Impact of the Decade of Vaccines Collaboration on pediatric vaccination in the next decade

As we consider the global strategy it becomes apparent that there are a number of strategic areas where the good work of the past decade needs to be continued, strengthened and better resourced for the next decade. We have seen a significant increase in coverage rates in the last decade Citation[5]. Globally, between 1990 and 2009, diphtheria–tetanus–pertussis coverage increased from 75 to 82%, polio from 75 to 83%, and measles from 73 to 82%. We need to keep that momentum going and extend it to achieve universal coverage against vaccine-preventable disease. At the same time, there are a number of what we are tentatively calling ‘transformative actions’ that are needed if we are to meet our goals. One is to stimulate more demand for vaccines. We need to help communities and families understand the value of vaccines. It has become increasingly apparent worldwide that vaccines have the same problem a lot of prevention approaches have; as the problem goes away it is hard to remember that it was ever there. We must prevent this complacency by building demand from individuals, families and communities for access to immunization as a human right.

We need to bring about broader coverage, little or no delay between when a vaccine becomes available in rich countries and when it becomes available to children in poor countries, and an optimized scientific enterprise to apply the burgeoning innovation and discoveries to the development of affordable, high quality and safe vaccines needed by people in both poorer countries as well as in middle-income and rich countries.
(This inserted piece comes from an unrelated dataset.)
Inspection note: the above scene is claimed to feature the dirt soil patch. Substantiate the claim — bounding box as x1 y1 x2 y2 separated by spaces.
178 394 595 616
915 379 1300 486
Financial & competing interests disclosure

Chris Elias is President and CEO of PATH. PATH is a nonprofit, non-governmental organization whose mission is to improve the health of people around the world by advancing technologies, strengthening systems, and encouraging healthy behaviors. As such, PATH receives funding from a variety of sources and has agreements and collaborations with various parties involved in global health, including governments, academic institutions, nonprofit, non-governmental organizations, and for-profit enterprises. Since PATH works in the field of vaccine development to further its mission, it works with numerous parties including developing country and international pharmaceutical and biotechnology companies. Elias has no financial or other interest in the publication or in any company related to vaccines. Furthermore, Elias serves as the co-chair of the Decades of Vaccine Collaboration, which is funded by a grant from the Bill and Melinda Gates Foundation. Elias also serves on the boards of a number of non-profit organizations involved in global health. Chris Elias has no other relevant affiliations or financial involvement with any organization or entity with a financial interest in or financial conflict with the subject matter or materials discussed in the manuscript apart from those disclosed.

No writing assistance was utilized in the production of this manuscript.